Je ne l’ai jamais vue ainsi, impatiente, l’œil enflammé, toute frissonnante de désirs, si ce n’est avec moi et pour moi. Et je m’irrite, contre elle, de n’être pour rien dans cette joie qu’elle montre, dans cette passion qui émane d’elle, et d’où je suis absent. J’en veux à Mme Lecautel de l’avoir laissée venir ici. Il me semble que ce n’est pas sa place.

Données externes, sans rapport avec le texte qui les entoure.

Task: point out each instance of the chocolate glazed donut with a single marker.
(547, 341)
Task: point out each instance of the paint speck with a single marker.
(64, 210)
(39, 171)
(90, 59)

— Ah ! les voilà ! les voilà !

Ils défilent, droits sur les croupes harnachées des chevaux ; ils défilent, pesants, éclatants, splendides, dans un remuement d’armes, dans un entrechoquement d’éclairs. Le sol tremble et gronde. Sous les casques qui étincellent, les figures sont bronzées, les muscles puissants ; les thorax bombent comme des armures, et les crinières s’épandent sur les nuques solides, en torsions noires, sinistres, rappelant le temps des antiques barbaries. Je sens un frisson courir dans mes veines.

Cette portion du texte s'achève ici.